Organizing/ Filmmaking/ Archiving: Films from the Third World Newsreel Archives will present rarely seen and recently preserved 16mm films made by the Newsreel and early Third World Newsreel. The Newsreel, founded in 1968 as an activist film collective, produced films documenting radical social movements of the late 1960s and early 1970s, including the Black Panthers and the Young Lords, the anti-Vietnam war movement, the second wave Women’s Movement, national liberation movements overseas, and community based efforts to fight for equitable housing, health, and education in New York city and beyond.
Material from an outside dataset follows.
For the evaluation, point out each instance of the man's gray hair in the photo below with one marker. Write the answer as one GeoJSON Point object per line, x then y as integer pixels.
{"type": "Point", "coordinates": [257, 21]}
In the early 1970s, Newsreel became Third World Newsreel, which continues to produce, distribute and train in social issue media, while working to preserve its historic collection of films.
12:30-2:30PM – Women’s Movement – Films: Janie’s Janie (1970 B&W 25 min) and Make-Out (1970 B&W 5 min)
These films are unique in the Newsreel Collection, and were created by the Women’s Caucus. Janie’s Janie is a “personal” documentary, an unusual format for Newsreel; it follows a white working class woman in Newark who realizes that she has to control her own life after years of physical and mental abuse. Make-Out is a dramatic short (also unusual for Newsreel) that continues to resonate, as it portrays what a young woman is thinking while a guy tries to make out with her. These films were preserved with the support of NY Women in Film and Television’s Womens’ Film Preservation Fund and CIneric lab. Panelists will include filmmakers Peter Barton, Stephanie Palewski, and Deborah Shaffer, activist Cynthia Mellon and representatives of the National Domestic Workers Alliance.
3-5PM – Mass Incarceration and State Violence – Film: Teach Our Children (1972 B&W 35 min)
One of the first films made by Third World Newsreel, this film focuses on the historic 1971 Attica prison rebellion in upstate New York. The film targets the conditions that caused the prisoners to take drastic steps toward securing their basic rights and questions the behavior of the authorities that resulted in the deaths of thirty-one inmates and prison guards from bullets fired by the National Guard. Preserved by the Pacific Film Archives and CInemalab. MIAP alumni Pamela Jean Smith worked on the preservation of Teach Our Children. Panelists will include filmmakers Christine Choy and Susan Robeson, Attica observer and Fortune Society founder David Rothenberg, and past and current activists on police and state violence.
5:15-7:15PM – Fighting Gentrification – Film: Break and Enter (Rompiendo Puertas) (1970, B&W 42 min)
A Newsreel documentary on the fight against the impact of gentrification, then called “urban renewal” on the upper west side of Manhattan. The primarily Latino community was being forced out of their homes to make way for hotels and restaurants–and a mostly women-led community organization formed to take back the empty buildings, forming a squatters’ movement Operation Move-In. Preserved with the support of the National Film Preservation Foundation and Color Lab and the assistance of MIAP interns. Panelists will include filmmakers Peter Barton and Carol Foresta, activist Esperanza Martell, and Shahana Hanif and Wai Yee Poon of CAAAV.
The symposium panels will be preceded by the workshop Archiving and Preserving Film/Media Collections from 10AM-12:30 PM at 665 Broadway, 6th Floor in Room 643. The workshop will be an introduction for independent film/videomakers, activists and activist organizations on how to organize, evaluate and preserve their film and media collections. Featured speakers: XFR Collective and AMIA @ NYU. Free with pre-registration.